Congdon will continue running cross country and track at Northern Arizona University next year, so she’s been holding on to that to help her through it. Hackworthy is done with track, but is working to stay fit ahead of starting the Air Force ROTC program at Notre Dame next fall. To stay sane and focused, she’s been running and biking and working out in a home gym. In her hunt for physical activity, she’s also rediscovered a hobby: rollerblading.
“When I lived back in the Midwest, we used to go to roller rinks for fundraisers and birthday parties, and I used to be a competitive figure skater,” said Hackworthy. “Rollerblading is just kind of fun and gets me out of the house, I go on the (Yampa Valley) Core Trail and get some sun. It’s also a surprisingly good workout.”

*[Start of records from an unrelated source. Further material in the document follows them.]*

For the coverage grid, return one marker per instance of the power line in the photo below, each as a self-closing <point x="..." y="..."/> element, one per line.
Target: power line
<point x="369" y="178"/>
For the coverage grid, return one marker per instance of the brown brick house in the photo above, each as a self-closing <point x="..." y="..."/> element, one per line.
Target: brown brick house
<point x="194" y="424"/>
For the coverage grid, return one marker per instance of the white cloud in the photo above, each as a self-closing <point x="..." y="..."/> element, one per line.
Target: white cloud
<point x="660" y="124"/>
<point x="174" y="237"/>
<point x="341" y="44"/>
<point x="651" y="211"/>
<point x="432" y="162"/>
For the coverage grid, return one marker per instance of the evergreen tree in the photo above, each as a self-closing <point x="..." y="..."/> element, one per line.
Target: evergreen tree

Of all the things they could miss about their senior season, Hackworthy and Congdon said the same thing: the bus rides.
“The first bus ride, I feel like it’s such a turning point for the track team,” said Hackworthy. “It’s when all the new athletes get a feel of who the Steamboat Springs track team really is and what we’re about. How we value character and community over anything else. Over athleticism, over ability, over age. It’s always about character and creating that community.”
Track and field is so individualized for many of the athletes, aside from relays, but the team is still what makes each athlete keep coming back.
“That was what made it the most fun. Just being with the team every day and the coaches too,” said Congdon. “I’m running in college, so of course I wish I could have gotten to compete this season, but I have plenty of running left. It’s not going to be with the same team. I’m going to really miss the team.”